The Martian is one hell of an experience. It feels much more like a documentary of things that actually happened than a fictional story. It is a plausible story that could conceivably take place within the next thirty years. More importantly, it’s a really amazing story.
There are two main forms to the story: Mark Watney’s journal, and scenes from Earth characters’ perspectives. Weir balances both forms of narrative superbly, giving the reader a complete picture while Watney tries to get in touch with NASA and NASA desperately tries to learn more about Watney.
The plot is well structured, and a great example of an organic plot. Mark Watney is stranded on Mars by a freak accident, and has to survive. Every plan he makes, part he scavenges, and decision he makes has to take into account all the necessary variables that surviving alone on Mars entails. None of the challenges he faces are arbitrary. Mark Watney sets out a plan and follows it, but reworks it or scraps it as necessary to adjust to reality. This in particular made the book and character feel like a great anti-venom to the toxic political climate of the current time. The plot is paced extremely well to boot.

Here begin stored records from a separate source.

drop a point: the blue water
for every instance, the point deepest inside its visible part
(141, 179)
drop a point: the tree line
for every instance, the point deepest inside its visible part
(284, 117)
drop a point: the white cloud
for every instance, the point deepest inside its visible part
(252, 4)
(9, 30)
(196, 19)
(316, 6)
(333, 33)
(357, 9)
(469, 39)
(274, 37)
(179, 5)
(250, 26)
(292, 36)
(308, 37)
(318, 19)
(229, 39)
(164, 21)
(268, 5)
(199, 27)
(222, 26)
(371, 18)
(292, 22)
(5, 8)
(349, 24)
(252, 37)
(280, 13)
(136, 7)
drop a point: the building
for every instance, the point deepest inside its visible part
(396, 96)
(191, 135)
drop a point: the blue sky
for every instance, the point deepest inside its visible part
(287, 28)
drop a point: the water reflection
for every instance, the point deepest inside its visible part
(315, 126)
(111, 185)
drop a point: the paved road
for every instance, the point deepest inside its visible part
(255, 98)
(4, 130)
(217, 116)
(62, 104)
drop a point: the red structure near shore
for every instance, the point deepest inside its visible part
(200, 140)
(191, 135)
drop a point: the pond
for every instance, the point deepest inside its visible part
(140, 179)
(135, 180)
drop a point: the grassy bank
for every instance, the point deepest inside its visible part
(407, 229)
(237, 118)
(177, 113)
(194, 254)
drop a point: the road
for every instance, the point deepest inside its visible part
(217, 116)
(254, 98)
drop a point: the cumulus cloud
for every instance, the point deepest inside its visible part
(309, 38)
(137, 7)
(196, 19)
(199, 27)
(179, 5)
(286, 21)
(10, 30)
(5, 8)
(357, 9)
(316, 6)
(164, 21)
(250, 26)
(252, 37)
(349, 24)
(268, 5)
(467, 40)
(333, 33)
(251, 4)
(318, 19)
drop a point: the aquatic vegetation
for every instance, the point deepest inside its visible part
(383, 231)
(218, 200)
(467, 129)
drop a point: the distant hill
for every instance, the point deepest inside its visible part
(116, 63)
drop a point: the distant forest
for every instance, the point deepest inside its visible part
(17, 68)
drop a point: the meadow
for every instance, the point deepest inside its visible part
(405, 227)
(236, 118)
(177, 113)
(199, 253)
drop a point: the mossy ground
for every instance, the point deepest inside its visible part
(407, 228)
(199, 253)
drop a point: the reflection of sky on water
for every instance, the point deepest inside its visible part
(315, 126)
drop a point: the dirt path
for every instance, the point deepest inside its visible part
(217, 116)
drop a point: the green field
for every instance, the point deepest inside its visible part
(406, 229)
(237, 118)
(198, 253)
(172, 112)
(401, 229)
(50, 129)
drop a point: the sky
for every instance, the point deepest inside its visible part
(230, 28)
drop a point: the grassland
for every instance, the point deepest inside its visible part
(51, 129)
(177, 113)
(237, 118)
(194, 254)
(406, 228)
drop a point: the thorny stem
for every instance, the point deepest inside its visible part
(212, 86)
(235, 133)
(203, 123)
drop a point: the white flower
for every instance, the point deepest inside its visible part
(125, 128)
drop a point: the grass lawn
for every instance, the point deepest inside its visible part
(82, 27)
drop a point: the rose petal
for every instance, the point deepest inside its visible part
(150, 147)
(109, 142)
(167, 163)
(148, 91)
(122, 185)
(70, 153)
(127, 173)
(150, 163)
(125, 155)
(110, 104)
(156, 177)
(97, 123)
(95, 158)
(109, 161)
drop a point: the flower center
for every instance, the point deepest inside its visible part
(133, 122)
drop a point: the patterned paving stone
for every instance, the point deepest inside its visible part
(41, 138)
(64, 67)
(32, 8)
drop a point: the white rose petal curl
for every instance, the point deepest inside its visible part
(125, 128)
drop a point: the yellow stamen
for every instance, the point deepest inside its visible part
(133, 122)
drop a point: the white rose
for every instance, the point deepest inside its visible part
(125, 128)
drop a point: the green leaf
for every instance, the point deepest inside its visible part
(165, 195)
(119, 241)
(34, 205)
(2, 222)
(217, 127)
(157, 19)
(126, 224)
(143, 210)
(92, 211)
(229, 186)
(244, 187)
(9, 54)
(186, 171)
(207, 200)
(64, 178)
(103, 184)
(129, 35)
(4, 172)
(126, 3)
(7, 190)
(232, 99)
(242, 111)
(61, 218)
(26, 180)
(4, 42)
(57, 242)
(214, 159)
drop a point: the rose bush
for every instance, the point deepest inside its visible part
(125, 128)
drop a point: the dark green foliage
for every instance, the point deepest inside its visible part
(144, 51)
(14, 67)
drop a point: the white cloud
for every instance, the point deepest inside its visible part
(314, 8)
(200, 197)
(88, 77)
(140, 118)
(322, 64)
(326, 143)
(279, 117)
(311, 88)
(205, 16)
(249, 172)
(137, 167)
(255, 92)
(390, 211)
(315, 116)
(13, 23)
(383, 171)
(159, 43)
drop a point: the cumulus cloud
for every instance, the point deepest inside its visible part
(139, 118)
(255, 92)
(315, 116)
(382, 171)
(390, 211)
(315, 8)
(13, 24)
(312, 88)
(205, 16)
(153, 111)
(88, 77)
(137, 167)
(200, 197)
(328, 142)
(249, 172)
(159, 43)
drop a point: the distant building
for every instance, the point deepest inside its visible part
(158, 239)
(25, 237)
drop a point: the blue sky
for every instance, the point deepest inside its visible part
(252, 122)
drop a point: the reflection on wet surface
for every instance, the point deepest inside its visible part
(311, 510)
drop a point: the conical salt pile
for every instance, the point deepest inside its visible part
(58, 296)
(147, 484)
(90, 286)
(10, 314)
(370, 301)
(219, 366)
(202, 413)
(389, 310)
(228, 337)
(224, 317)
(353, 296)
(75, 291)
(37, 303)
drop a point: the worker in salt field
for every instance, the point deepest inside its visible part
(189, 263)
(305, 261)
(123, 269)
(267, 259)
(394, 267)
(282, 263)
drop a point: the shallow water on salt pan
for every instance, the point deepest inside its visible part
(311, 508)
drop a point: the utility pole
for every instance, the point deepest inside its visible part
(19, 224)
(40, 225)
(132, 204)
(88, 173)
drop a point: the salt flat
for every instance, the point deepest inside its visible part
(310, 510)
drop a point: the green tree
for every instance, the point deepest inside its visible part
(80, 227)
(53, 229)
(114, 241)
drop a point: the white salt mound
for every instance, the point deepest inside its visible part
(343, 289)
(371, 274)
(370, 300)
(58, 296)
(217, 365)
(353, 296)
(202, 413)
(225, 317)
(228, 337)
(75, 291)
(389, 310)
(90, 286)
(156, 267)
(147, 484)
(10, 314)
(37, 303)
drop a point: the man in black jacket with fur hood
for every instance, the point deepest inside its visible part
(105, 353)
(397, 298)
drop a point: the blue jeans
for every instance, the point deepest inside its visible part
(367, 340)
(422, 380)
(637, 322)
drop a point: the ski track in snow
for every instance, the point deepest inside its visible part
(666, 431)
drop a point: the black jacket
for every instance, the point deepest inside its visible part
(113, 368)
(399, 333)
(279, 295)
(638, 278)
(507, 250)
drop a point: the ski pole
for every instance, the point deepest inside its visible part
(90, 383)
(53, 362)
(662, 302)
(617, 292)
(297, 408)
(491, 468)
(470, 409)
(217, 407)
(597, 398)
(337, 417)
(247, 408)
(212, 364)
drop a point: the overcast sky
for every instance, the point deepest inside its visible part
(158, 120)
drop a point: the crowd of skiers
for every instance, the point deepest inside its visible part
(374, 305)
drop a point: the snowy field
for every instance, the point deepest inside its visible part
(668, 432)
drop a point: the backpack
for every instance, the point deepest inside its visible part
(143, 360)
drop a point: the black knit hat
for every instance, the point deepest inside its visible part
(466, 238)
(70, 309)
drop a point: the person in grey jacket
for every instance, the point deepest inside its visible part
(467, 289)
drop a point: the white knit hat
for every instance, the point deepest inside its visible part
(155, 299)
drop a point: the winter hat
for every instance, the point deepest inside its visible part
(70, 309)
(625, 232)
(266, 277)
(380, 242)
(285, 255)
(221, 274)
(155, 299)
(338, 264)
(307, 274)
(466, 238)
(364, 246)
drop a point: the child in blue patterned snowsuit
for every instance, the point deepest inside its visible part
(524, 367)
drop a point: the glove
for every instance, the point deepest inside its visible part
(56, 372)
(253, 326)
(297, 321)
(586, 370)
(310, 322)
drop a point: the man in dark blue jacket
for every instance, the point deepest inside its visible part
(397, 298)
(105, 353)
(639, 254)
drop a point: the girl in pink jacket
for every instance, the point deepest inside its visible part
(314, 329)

While Watney is the man trapped on Mars, the chapters on Earth show the reaction, planning, and work of a wide array of personnel at NASA and JPL. This part is essential, both in terms of plot and in terms of showing how space missions are a group endeavor of thousands of people, rather than solely the work of six astronauts. The chronicles on Earth reads as authentically as the personalities and decisions taken during NASA’s actual space programs such as Gemini or Apollo.